Senator of the Philippines from the 11th District
- In office 2 June 1931 – 16 September 1935 Serving with Jose Clarin
- Preceded by: Troadio Galicano
- Succeeded by: office abolished

Member of the National Assembly of the Philippines from Bohol's 1st district
- In office 16 September 1935 – 30 December 1938
- Preceded by: Bernardo Josol
- Succeeded by: Genaro Visarra

7th Governor of Bohol
- In office 16 October 1919 – 15 October 1925
- Preceded by: Eutiquio Boyles
- Succeeded by: Filomeno Orbeta Caseñas

Personal details
- Born: March 7, 1883 Tagbilaran, Bohol, Captaincy General of the Philippines
- Died: January 3, 1961 (aged 77)
- Party: Nacionalista

= Juan Torralba =

Filipino politician and lawyer (1883-1961)
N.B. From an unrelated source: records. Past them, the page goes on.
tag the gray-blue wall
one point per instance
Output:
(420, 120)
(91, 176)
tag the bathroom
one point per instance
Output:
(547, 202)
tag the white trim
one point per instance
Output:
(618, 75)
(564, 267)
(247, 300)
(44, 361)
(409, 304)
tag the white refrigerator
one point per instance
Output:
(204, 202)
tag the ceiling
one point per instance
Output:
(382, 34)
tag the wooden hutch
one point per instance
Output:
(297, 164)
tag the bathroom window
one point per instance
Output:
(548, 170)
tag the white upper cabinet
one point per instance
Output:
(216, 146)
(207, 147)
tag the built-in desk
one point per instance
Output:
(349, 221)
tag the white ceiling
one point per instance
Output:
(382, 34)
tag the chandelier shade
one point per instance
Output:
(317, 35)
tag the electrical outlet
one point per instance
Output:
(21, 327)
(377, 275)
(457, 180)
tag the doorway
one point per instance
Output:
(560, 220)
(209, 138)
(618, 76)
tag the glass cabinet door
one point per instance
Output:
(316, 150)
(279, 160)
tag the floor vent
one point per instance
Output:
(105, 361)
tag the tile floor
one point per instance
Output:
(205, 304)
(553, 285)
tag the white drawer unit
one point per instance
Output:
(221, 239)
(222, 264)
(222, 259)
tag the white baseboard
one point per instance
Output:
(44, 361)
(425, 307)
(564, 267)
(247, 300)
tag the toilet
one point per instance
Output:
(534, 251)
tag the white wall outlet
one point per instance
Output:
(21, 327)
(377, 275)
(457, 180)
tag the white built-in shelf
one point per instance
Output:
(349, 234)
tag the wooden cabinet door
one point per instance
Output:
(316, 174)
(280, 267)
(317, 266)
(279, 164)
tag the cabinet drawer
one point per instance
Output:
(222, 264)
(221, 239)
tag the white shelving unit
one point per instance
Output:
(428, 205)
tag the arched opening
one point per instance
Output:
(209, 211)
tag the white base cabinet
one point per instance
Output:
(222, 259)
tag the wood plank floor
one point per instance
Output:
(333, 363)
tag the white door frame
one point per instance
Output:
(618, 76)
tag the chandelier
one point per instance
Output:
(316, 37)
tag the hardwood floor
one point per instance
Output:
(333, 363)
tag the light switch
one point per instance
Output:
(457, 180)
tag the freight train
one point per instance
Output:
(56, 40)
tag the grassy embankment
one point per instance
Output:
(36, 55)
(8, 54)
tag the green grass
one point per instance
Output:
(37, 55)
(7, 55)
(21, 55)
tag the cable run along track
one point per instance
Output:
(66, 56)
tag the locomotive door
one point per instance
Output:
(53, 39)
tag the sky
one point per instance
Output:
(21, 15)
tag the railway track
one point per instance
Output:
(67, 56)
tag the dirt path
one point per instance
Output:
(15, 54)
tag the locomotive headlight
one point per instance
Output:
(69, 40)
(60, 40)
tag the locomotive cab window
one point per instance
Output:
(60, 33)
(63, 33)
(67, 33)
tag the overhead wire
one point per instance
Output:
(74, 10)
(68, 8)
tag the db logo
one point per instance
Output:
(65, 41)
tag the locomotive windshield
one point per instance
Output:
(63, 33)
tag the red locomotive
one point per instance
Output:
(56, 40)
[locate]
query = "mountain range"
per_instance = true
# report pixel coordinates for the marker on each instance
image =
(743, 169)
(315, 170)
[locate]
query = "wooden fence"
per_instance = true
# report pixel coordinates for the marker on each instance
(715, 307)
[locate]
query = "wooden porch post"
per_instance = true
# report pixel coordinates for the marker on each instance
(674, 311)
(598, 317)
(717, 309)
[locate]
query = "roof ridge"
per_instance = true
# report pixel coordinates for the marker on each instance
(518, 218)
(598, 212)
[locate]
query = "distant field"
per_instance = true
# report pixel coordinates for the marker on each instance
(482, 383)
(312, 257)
Juan Sarmiento Torralba (March 7, 1883 – January 3, 1961) was a Filipino politician and lawyer. He was governor of Bohol from 1919 to 1925. Afterwards, Torralba was a senator from 1931 to 1935 and a deputy on behalf of Bohol from 1935 to 1938.

==Biography==
Juan Torralba was born in Tagbilaran, Bohol to Margarito Maturan Torralba and Cirila Butalid Sarmiento. Torralba completed a bachelor's degree in law from the Escuela de Derecho and was admitted to the Bar on October 11, 1909.

From 1919 to 1925, Torralba was governor of Bohol. In the 1931 election, he was elected to the Senate of the Philippines from the 11th District. After the Commonwealth Constitution was passed in 1935, the Senate was abolished and replaced by the unicameral National Assembly of the Philippines. Torralba was elected to that Assembly to represent Bohol's 1st district in the 1935 elections, serving until 1938. He subsequently practiced law.

A brother of Juan Torralba, Fermin Torralba, was also a politician and was secretary of the Senate while he was in office.